Le récent cas de la pizzeria de Bergame condamnée à une amende pour avoir inclus la mention « vegan grana » dans le menu a ravivé un sujet qui va bien au-delà de l’actualité locale : celui de la protection de notre identité gastronomique.

Il ne s’agit pas d’une guerre idéologique contre le monde végétalien, qui a parfaitement le droit de proposer des alternatives et des innovations. Le point en est un autre : le respect dû à l’un des produits les plus anciens, symboliques et précieux de la culture gastronomique italienne, le Grana Padano, qui fête cette année ses 890 ans. Ses origines remontent à 1135, dans l’abbaye de Chiaravalle, près de Milan, lorsque les moines cisterciens mirent au point une ingénieuse méthode pour conserver les excès de lait sous la forme d’un fromage à pâte dure et sèche à la texture « granuleuse ». Ils l’appelaient « caseus vetus », fromage affiné.
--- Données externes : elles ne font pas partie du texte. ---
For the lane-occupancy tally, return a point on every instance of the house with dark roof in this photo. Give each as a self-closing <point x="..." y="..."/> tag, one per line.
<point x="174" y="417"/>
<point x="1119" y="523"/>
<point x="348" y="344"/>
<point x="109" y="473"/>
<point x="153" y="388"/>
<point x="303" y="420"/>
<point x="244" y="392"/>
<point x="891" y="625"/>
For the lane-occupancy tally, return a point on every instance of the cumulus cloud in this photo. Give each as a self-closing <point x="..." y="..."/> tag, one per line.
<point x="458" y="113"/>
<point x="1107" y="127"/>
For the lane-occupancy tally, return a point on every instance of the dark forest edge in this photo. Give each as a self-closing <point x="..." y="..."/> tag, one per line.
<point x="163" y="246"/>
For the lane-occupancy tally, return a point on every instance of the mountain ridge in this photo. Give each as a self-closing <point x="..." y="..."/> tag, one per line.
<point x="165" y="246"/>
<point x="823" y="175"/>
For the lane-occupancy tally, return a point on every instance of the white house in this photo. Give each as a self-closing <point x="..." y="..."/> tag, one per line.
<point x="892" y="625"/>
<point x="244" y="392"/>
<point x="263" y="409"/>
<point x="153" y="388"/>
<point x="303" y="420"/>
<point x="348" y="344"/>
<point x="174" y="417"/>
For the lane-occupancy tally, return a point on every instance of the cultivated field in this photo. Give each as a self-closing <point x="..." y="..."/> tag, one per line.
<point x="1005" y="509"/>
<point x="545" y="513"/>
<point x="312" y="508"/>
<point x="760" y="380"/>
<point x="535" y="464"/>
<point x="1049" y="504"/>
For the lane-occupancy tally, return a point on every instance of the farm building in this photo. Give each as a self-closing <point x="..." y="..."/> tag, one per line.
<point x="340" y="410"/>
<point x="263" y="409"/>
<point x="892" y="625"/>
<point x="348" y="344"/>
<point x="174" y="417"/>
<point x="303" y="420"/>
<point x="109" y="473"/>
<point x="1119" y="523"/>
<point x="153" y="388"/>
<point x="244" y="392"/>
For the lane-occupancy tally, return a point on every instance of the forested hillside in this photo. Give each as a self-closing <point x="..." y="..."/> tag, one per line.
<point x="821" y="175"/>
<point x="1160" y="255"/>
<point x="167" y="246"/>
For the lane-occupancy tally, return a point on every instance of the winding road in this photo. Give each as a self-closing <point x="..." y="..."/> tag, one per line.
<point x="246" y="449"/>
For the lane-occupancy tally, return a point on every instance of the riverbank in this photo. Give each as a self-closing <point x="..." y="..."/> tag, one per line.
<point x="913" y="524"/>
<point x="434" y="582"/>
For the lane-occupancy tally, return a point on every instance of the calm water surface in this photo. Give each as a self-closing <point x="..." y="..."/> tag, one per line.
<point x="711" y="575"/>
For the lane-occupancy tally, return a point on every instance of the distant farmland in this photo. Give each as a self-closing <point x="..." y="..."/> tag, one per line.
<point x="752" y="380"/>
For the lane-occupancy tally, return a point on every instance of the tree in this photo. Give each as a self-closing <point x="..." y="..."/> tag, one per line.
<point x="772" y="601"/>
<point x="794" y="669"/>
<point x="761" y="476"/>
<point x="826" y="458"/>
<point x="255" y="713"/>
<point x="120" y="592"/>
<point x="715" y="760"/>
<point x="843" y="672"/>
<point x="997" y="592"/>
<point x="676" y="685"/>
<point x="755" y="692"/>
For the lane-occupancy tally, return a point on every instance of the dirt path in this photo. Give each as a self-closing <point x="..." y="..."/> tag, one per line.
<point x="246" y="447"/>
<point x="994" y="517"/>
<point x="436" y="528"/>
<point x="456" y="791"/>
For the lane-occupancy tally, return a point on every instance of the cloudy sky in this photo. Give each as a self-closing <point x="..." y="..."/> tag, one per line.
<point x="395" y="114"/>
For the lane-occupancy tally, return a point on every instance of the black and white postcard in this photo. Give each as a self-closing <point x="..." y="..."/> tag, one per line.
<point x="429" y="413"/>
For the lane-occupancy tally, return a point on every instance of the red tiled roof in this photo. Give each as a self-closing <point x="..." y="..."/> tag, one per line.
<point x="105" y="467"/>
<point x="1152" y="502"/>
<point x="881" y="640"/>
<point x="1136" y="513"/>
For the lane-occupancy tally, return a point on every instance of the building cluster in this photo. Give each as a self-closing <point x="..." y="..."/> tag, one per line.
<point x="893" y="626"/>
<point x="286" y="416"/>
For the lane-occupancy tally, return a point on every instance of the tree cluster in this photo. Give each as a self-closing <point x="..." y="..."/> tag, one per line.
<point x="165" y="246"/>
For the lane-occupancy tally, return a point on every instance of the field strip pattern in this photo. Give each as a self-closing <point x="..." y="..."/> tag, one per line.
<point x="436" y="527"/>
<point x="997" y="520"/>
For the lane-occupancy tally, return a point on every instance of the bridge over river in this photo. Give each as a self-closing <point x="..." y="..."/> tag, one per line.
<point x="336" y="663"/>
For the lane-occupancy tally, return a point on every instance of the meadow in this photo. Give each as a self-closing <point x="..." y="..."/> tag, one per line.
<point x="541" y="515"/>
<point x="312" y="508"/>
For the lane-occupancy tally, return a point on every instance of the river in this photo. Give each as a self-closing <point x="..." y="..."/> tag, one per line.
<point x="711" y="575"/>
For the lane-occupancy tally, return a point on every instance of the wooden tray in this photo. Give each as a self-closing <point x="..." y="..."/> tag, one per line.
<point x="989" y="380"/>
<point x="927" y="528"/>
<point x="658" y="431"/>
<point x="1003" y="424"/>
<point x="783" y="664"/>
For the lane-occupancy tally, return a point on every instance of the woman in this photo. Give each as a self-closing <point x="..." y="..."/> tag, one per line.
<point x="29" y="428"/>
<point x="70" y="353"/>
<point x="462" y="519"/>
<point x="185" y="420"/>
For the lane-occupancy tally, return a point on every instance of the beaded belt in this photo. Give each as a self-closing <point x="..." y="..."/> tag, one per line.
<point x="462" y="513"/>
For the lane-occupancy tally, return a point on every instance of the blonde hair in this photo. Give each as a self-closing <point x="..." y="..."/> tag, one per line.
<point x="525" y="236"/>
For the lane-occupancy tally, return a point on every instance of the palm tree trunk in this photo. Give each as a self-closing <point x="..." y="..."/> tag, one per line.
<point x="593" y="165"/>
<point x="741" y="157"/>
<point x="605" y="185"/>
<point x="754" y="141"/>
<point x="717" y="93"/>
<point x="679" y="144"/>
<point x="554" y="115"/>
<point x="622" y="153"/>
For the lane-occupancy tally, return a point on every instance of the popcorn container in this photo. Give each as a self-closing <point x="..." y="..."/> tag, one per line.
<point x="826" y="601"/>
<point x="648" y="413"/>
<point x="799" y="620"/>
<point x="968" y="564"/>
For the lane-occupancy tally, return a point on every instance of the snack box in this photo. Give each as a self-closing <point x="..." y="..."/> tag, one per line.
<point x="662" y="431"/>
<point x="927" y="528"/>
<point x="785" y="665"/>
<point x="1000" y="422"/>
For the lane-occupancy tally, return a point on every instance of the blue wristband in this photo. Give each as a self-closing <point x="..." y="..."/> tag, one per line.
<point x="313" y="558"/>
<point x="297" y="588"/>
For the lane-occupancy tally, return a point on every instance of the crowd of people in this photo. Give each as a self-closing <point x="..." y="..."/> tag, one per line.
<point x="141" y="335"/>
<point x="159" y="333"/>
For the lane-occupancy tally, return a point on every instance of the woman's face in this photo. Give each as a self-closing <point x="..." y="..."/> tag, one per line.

Les gens, fascinés par cette consistance caractéristique, ont commencé à l’appeler simplement « grana ». Depuis, pendant neuf siècles, ce nom n’a jamais signifié autre chose : un fromage obtenu avec des techniques précises, avec une longue maturation, avec un cahier des charges strict et avec une tradition enracinée dans les territoires de la vallée du Pô.

Aujourd’hui, le Grana Padano est l’une des AOP les plus connues, imitées et protégées d’Europe. Autour de ce produit tourne une chaîne d’approvisionnement qui implique des milliers d’exploitations agricoles, de laiteries, de consortiums et de familles qui transmettent des savoirs anciens depuis des générations. Défendre le nom « grana », c’est défendre le travail de ces personnes, l’histoire du territoire, la qualité certifiée, la transparence envers le consommateur. C’est pourquoi utiliser ce mot pour désigner un produit végétal, même sans méchanceté, même à la légère, représente une erreur culturelle et communicationnelle.

Ce n’est pas une question de goût ou d’habitudes alimentaires : c’est une question de justesse. Le terme « grana » évoque immédiatement une imagerie précise faite de chaudières en cuivre, de techniques médiévales préservées intactes, de contrôles rigides, de longs mois de maturation. Lorsque ce nom est attribué à autre chose, le risque est double : d’un côté le client est confus, de l’autre un produit qui porte près d’un millénaire d’histoire sur ses épaules est dégradé.

L’Italie est un pays construit sur sa mémoire gastronomique : chaque recette, chaque fromage, chaque tradition raconte un fragment de notre identité.
Grana Padano fait partie intégrante de cette mémoire collective. Elle est née lorsque les communes lombardes se disputaient le pouvoir, lorsque la vallée du Pô était une mosaïque de monastères et de champs cultivés. Elle a traversé les siècles, les épidémies, les guerres, la modernisation, sans jamais perdre son essence originelle. Pour cela, il mérite le respect. Pas un respect abstrait ou rhétorique, mais un respect concret : ce qui vient du soin des noms, de la protection des dénominations et de la conscience de ce que représente un produit.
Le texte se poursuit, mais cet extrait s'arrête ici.